Q: What is your definition of a scale up? Is it 10M ARR? Is it the same in Greece and worldwide?

A: There is no doubt that there are differences in other territories. Scale-ups in NY, for example, are companies with $10-$15M ARR, and so forth. Endeavor, for instance, defines scale-ups in Greece as companies with €1M ARR. For us, it’s a startup that has already found a good product-market fit; and is eager to get as much of a market share as possible. In our case, though we were growing really fast, we were hungry to deliver innovative quality, make improvements in our products, resolve all sorts of bugs; and, thus, make additional sales based on these improvements.

Q: Was it innovation that turned you into a scale-up or was it quite the opposite? What would you say? 

A: I’d say that there was an innate urge to be innovative. Perhaps that works the other way around for other startups. But, in our case, we had to be innovative, because the competition in the music industry is really high. We entered an industry with dominant players; and we had to innovate, so that we’d be the best. And, being the best includes, among other things, creating new products, evolving existing solutions and opening up to new markets. All in all, at Orfium we do our best to turn solutions into product suites; and satisfy our customers’ needs in an optimal way. That’s our cornerstone. 

Q: What’s your take on the hybrid work model?  

A: Well, undoubtedly, a fully remote model takes away the human element from work. Human interaction and culture vanish. And when there’s no human connection between people — who constitute the rest of a team, and the company as a whole — as it would be in the office, work is just an execution of tasks and processes. And when that happens, it’s easier for people to jump ship. Especially in tech roles, there are multiple options and opportunities out there.

On the opposite end of the spectrum, people usually stay not only because they like their job. They stay when they like the people they work with. When the atmosphere at the office is one of a kind. And when they like the problems you are collaboratively challenged to solve. In a similar fashion, they’ll also stay when there’s potential and an enticing stock option plan.

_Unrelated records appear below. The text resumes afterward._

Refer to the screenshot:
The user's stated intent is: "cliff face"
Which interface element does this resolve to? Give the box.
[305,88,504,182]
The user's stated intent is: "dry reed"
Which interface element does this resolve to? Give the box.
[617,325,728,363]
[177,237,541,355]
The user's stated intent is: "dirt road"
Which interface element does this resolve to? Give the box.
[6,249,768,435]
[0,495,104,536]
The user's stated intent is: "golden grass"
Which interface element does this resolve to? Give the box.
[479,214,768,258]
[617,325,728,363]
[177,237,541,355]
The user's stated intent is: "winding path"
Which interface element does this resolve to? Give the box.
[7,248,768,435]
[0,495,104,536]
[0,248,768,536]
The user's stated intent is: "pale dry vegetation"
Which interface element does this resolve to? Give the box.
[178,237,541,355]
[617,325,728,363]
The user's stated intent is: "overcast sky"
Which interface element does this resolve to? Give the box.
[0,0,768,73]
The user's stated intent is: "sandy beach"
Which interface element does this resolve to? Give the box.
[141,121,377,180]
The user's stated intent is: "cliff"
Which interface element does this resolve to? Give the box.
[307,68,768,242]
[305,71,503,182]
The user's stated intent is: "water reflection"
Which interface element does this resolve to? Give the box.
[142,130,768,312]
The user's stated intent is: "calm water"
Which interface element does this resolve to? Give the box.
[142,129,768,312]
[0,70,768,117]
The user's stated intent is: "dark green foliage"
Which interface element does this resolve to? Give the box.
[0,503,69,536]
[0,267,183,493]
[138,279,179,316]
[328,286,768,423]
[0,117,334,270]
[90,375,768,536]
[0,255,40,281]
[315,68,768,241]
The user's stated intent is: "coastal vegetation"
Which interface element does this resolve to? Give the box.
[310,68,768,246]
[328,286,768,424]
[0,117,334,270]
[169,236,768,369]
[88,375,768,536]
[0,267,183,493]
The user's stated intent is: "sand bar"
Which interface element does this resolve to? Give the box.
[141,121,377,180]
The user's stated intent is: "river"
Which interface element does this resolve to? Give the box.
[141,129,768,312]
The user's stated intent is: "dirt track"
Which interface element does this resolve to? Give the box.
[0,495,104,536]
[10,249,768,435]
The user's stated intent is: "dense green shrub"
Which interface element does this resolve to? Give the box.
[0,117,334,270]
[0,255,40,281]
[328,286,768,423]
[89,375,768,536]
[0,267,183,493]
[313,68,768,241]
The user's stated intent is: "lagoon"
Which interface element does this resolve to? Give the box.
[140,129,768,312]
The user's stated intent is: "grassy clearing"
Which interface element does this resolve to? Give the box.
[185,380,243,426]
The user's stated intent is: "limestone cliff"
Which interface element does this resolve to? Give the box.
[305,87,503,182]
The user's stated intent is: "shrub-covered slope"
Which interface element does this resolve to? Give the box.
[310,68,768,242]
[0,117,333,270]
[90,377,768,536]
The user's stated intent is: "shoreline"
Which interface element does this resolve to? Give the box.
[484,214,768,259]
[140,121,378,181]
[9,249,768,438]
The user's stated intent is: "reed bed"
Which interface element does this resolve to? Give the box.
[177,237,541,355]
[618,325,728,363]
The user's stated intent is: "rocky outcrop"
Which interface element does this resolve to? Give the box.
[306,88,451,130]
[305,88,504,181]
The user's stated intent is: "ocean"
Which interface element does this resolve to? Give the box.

Q: Why choose an M&A scenario, instead of in-house development, when aiming to expand in adjacent segments, for example?

A: One reason may be the fact that there may be players out there — perhaps with smaller growth rates — trading in complementary sections, for a longer period of time than you do. On our part, whenever there was such a case, we made an attempt to make a first contact and see how it goes. If the other part is open, you may start discussions around an M&A transaction. And that’s easier when you share the same vision. Closing such a deal is a win-win for both parties. And it gives you a head start, as you have the clientele and contracts ready; and, thus, you take it from there.

Q: Is Greece’s tech workforce enough to drive success forward in high-tech sectors, such as the Metaverse and AI?

A: Certainly, yes! We have talented and qualified people. What’s missing is something we usually see in mid-level roles. And that’s the startup mindset that includes things such as fast deliveries, pivots, adapting to company maturity by making effective changes in methods and processes, and so forth. 

At Orfium, we came across these challenges and we tried to gradually educate ourselves and make the most of available resources so that we get used to things completely unfamiliar to us, such as R&D capitalization.  And what may be helpful is to work within an ecosystem, as there you get the chance to learn more from people that work close to you.  

Key takeaways 

So that was it! We’re grateful to Orfium and Michael Petychakis for sharing all these invaluable learnings and insights from their journey, so far, with our audience. Our takeaways can be summarized in the following key points:

  • Having a startup mindset, right from the beginning of your journey, is a key factor for your success. 
  • Startup life calls for tough — but, in the end, rewarding — choices, such as opening up to new partnerships.
  • Team consistency is, without a doubt, a dealbreaker for your startup’s future. 
  • And, last but not least, culture and the human element of work are indispensable. That’s what will make talented people stay, in the end.